“…I clinched it..!”
by Zoe Robertson
As an artist and maker of jewellery, I’m curious about how I’ve inherited my vocabulary of making skills. My artistic practice centers on experimenting with techniques and processes in relation to making body related objects and methods such as problem-solving, understanding of material qualities and construction techniques are all utilized to create objects. Concepts and ideas are explored by this hands-on approach to design via making, which although highly skilled, at times is somewhat intuitive, by gut instinct and by trial and error.
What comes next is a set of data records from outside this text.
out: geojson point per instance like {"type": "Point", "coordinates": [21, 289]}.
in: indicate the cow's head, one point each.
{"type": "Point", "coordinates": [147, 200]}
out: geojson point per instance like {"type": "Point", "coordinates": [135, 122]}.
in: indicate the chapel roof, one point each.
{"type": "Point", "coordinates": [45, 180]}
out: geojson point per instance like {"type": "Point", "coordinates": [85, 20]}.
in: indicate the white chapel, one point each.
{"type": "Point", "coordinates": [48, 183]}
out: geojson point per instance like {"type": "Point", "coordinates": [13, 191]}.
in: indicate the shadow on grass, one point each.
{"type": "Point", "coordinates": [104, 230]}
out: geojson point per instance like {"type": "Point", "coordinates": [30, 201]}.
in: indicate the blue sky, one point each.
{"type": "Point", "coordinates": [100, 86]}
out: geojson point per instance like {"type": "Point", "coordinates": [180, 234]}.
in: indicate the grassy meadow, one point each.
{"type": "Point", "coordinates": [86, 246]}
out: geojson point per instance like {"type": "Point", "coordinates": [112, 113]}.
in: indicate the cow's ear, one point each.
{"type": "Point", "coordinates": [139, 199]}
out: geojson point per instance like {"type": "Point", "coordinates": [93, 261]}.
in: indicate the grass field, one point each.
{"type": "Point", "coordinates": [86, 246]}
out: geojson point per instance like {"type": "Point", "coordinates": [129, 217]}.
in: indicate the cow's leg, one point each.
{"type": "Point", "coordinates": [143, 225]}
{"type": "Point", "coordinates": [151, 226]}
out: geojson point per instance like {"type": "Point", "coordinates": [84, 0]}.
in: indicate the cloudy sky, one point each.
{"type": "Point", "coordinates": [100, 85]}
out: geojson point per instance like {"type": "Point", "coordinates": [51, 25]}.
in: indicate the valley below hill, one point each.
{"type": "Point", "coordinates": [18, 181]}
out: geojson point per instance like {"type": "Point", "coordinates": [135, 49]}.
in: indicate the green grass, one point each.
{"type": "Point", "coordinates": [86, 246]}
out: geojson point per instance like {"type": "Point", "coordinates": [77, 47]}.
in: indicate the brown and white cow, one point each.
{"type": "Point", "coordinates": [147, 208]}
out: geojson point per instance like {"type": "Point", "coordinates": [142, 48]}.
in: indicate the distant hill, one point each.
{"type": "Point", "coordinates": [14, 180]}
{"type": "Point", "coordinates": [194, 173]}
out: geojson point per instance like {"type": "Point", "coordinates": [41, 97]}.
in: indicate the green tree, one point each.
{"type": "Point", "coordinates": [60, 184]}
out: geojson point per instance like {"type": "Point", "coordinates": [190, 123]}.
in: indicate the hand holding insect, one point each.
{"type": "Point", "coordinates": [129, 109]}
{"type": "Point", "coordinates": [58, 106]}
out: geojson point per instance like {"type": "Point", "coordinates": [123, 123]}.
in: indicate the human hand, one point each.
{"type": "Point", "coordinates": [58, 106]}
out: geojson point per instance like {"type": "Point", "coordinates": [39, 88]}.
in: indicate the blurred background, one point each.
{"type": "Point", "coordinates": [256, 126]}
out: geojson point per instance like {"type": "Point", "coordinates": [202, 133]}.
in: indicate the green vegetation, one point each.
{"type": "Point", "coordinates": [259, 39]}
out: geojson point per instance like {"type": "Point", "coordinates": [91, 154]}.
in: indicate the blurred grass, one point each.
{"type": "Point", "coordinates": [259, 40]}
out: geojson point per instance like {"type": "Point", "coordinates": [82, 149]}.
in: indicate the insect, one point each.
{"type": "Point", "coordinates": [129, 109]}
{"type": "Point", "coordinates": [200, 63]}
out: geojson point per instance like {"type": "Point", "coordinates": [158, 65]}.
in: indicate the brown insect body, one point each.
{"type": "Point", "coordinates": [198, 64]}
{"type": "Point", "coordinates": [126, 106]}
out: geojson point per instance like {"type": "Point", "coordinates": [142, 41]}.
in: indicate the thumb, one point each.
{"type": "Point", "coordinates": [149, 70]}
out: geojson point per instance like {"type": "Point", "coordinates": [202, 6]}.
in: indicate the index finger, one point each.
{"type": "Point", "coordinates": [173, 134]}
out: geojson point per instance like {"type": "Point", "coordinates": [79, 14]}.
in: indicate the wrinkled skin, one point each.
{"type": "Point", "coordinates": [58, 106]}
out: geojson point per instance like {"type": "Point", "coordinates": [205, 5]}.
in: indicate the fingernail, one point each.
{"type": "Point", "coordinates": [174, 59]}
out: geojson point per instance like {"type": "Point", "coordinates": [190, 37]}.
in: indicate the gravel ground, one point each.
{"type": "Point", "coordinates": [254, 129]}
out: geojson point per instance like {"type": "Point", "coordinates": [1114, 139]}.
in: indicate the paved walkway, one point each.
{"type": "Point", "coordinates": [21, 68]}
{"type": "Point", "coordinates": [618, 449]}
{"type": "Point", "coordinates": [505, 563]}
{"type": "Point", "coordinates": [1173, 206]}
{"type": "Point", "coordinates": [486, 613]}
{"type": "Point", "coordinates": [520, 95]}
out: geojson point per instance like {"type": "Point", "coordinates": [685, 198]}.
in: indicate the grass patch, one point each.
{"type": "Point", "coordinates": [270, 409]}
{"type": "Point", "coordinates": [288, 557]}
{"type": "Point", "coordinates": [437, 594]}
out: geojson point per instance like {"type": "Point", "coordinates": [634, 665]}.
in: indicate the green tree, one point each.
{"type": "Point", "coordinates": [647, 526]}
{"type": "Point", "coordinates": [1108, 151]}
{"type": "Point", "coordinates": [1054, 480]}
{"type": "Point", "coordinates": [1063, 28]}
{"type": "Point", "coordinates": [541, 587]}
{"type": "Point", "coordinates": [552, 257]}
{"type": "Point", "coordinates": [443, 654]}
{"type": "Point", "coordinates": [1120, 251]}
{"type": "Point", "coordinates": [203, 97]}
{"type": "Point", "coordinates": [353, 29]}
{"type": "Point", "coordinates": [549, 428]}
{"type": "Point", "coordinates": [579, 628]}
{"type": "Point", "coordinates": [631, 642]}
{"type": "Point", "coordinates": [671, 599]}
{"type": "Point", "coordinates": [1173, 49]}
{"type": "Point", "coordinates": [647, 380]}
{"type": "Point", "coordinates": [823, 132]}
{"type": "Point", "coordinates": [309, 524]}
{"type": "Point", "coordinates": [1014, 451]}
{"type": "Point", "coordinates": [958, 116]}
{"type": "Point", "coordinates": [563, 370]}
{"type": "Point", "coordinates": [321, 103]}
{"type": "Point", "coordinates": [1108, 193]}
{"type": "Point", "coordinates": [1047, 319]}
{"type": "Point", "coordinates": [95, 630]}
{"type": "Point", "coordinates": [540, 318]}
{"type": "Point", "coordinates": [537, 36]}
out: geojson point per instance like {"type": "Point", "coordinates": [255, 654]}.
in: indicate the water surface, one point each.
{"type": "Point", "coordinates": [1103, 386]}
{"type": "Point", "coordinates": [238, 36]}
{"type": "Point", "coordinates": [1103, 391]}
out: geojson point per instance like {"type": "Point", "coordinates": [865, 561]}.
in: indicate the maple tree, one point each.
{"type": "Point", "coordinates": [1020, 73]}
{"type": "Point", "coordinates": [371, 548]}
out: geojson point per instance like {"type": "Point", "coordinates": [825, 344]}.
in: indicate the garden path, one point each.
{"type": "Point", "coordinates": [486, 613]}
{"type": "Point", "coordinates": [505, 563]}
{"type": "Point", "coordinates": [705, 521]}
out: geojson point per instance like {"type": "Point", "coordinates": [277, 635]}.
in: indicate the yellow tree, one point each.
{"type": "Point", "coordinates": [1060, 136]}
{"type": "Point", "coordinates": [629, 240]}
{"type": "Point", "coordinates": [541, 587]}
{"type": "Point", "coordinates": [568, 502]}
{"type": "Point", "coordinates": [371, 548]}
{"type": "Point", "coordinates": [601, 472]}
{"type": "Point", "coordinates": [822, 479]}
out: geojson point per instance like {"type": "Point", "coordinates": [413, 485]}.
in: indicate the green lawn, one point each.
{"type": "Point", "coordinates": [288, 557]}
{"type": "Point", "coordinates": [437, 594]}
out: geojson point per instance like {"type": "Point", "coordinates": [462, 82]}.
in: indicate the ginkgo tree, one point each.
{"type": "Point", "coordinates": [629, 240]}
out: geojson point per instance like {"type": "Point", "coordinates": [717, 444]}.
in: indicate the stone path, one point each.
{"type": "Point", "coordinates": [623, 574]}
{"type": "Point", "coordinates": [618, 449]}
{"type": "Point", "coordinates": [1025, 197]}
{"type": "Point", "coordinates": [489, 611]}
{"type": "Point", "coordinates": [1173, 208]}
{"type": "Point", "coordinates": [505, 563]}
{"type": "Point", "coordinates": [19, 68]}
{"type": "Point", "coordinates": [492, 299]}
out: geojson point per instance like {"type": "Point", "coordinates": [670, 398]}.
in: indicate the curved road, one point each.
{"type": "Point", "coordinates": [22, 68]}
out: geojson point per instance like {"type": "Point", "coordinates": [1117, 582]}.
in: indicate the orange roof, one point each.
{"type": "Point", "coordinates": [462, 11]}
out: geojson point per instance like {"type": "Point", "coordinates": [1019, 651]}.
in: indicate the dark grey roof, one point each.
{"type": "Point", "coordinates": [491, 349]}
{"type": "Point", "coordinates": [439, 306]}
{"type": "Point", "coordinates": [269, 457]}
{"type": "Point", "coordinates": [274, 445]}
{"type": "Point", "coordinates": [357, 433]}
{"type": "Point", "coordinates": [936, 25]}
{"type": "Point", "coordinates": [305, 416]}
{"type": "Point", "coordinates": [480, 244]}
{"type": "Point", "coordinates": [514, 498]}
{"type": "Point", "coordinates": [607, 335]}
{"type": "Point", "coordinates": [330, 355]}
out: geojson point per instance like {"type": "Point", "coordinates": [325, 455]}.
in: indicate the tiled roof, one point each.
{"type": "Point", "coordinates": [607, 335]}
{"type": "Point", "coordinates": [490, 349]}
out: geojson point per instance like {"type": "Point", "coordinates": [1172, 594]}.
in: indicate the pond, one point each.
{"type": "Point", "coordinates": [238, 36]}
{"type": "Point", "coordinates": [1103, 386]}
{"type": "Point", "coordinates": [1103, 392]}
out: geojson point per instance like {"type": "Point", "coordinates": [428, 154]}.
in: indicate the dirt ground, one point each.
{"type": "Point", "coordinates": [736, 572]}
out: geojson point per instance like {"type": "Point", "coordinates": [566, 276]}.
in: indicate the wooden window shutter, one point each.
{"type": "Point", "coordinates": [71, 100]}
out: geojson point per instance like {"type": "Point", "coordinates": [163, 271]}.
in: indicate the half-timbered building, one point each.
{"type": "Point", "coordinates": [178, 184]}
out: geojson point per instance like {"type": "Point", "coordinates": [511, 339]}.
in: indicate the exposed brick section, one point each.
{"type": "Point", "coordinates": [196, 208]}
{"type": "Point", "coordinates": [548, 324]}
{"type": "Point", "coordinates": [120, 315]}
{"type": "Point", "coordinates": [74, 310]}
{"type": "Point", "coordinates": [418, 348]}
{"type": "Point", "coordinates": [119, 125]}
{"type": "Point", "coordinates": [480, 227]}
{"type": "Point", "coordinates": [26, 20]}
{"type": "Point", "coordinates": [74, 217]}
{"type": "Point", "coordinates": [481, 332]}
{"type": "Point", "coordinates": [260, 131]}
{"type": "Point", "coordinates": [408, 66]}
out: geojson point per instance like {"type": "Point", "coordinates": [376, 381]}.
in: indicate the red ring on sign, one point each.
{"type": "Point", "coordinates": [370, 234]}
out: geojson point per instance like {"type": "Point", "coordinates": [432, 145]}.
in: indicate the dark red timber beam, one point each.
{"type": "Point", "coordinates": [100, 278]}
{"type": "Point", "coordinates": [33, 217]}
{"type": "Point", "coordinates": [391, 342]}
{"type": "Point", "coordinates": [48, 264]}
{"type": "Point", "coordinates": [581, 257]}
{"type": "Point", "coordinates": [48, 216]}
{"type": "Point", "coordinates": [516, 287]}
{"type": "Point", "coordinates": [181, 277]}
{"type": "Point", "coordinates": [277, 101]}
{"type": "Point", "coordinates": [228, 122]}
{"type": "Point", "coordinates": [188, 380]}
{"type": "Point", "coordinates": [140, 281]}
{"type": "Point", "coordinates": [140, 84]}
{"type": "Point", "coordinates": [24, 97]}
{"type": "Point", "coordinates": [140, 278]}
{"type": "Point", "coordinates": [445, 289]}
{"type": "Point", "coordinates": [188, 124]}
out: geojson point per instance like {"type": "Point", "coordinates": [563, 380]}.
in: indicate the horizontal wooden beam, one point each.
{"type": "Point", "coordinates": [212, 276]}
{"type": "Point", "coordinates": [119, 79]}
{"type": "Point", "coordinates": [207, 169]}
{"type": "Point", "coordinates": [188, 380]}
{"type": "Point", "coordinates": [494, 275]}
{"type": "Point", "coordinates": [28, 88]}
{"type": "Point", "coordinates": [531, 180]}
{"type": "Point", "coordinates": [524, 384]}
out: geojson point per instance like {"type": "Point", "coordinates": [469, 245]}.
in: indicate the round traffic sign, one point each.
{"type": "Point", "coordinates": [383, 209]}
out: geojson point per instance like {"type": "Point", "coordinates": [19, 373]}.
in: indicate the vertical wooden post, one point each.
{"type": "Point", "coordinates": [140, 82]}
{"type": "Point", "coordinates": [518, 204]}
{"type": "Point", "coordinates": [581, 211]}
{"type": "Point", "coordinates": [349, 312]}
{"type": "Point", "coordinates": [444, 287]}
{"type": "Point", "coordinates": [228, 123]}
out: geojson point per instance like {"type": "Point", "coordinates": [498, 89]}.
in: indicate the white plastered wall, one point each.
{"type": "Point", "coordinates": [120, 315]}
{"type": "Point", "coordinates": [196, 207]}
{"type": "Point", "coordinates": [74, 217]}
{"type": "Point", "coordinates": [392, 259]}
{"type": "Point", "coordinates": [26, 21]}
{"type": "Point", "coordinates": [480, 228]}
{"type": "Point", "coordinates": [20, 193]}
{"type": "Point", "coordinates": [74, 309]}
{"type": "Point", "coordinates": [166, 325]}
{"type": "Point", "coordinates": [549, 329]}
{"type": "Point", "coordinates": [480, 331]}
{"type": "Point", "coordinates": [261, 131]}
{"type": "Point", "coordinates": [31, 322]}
Interviewing my mum, Susan Mary Iris Robertson, maiden name Clinch as part of this project I discovered how essential craft and particularly sewing is intertwined into how she lives her life. This included voluntary and unpaid work comprising of making clothes, costumes for school plays and now later in life patchwork for home furnishings. Making out of necessity featured strongly, in relation to the family’s modest income and the story of the ‘denim jacket’ resurrected memories for us both, as she described how she felt duty bound to provide fashionable clothing for her two teenage daughters and the only way to ‘keep up with the Jones’ was to produce the garment herself, of which I remember wearing. As an adult I also have fond recollections of sharing an afternoon sewing my own wedding bunting around the dining room table, with my Nan and Auntie and it’s a combination of these stories which have provided the catalyst for the creation of this work.
The inherited tacit and experiential knowledge that feeds my practice has been handed down to me during these ephemeral moments via observation and dialogue. Therefore this hybrid piece brings together these strands of conversation, whereby I tackle the process of following a pattern to produce a garment enabling me to reflect on the frustrations, struggles and sense of achievement that rub up against each other during construction. Alongside the repetition of production and process symbolised by the triangular repeatable elements, well known to bunting connoisseurs. This culminates in the feeling that ‘I clinched it’ revealing that making is a continuous thread which is woven into our family linage. The pure joy of making is strongly reflected within my practice and I do love making stuff!